Puede que para los habituados a vivir en una suerte de burbuja electrónica, el nuevo mundo que nos aguarda no sea tan terrible. Con tal que, el teletrabajo mediante, conserven sus empleos y sus ingresos, o ya cuenten con un colchón adecuado, debería serles relativamente fácil adaptarse.

Así y todo, pase lo que pasare en los meses y años venideros, la manera draconiana en que casi todos los gobiernos han reaccionado frente al virus no puede sino afectar profundamente a quienes aún son muy jóvenes. Los encierros prolongados y las palabras usadas para justificarlos les han enseñado que su mera presencia puede ser mortalmente peligrosa para los mayores de su propia familia, que fuera de casa les convendría ocultar la cara detrás de una máscara y que nunca deberían aproximarse a extraños porque cualquiera podría ser portador del virus asesino.

Sería asombroso que, luego de haber recibido tales mensajes en una etapa formativa de su vida, los olvidaran una vez terminada la emergencia merced a la producción de una vacuna o a nada más que la conciencia de que en adelante el género humano no tendrá más opción que la de resignarse a convivir con el maligno patógeno recién detectado.

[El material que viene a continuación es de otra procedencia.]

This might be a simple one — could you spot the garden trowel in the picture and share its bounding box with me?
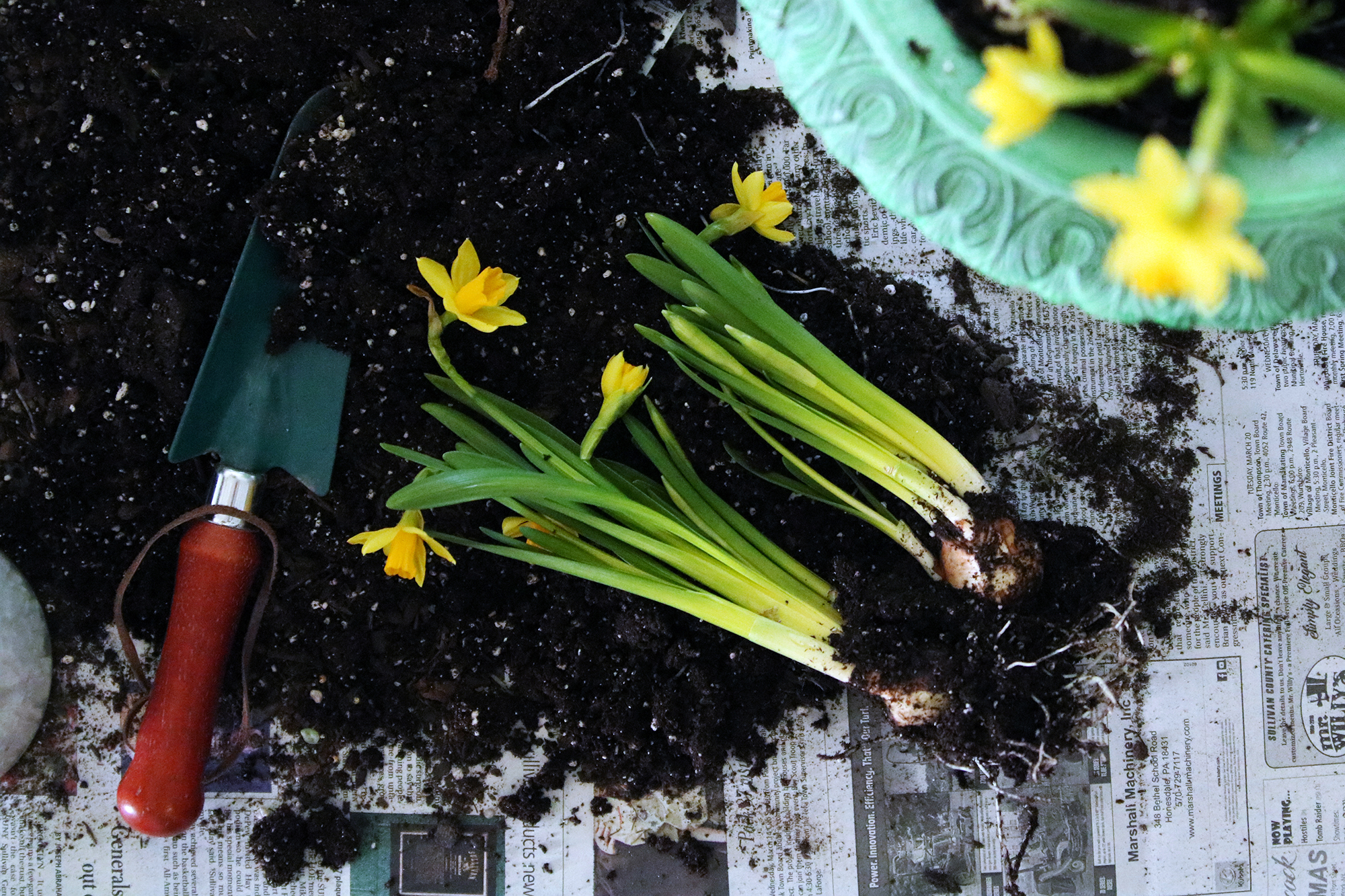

¿Será más solidaria una generación cuyos integrantes están convencidos de que, para sobrevivir, les es necesario distanciarse socialmente de todos los demás?

Hay optimistas que dicen creer que, de resultas del pánico provocado por covid-19, está por inaugurarse una época en que todos, aleccionados por la experiencia, se hagan más generosos que antes, pero lo más probable es que el clima de sospecha generalizada que los gobiernos se las han arreglado para difundir fomente el egoísmo no solo de las comunidades nacionales sino también de los diversos grupos sociales, culturales y étnicos que las conforman.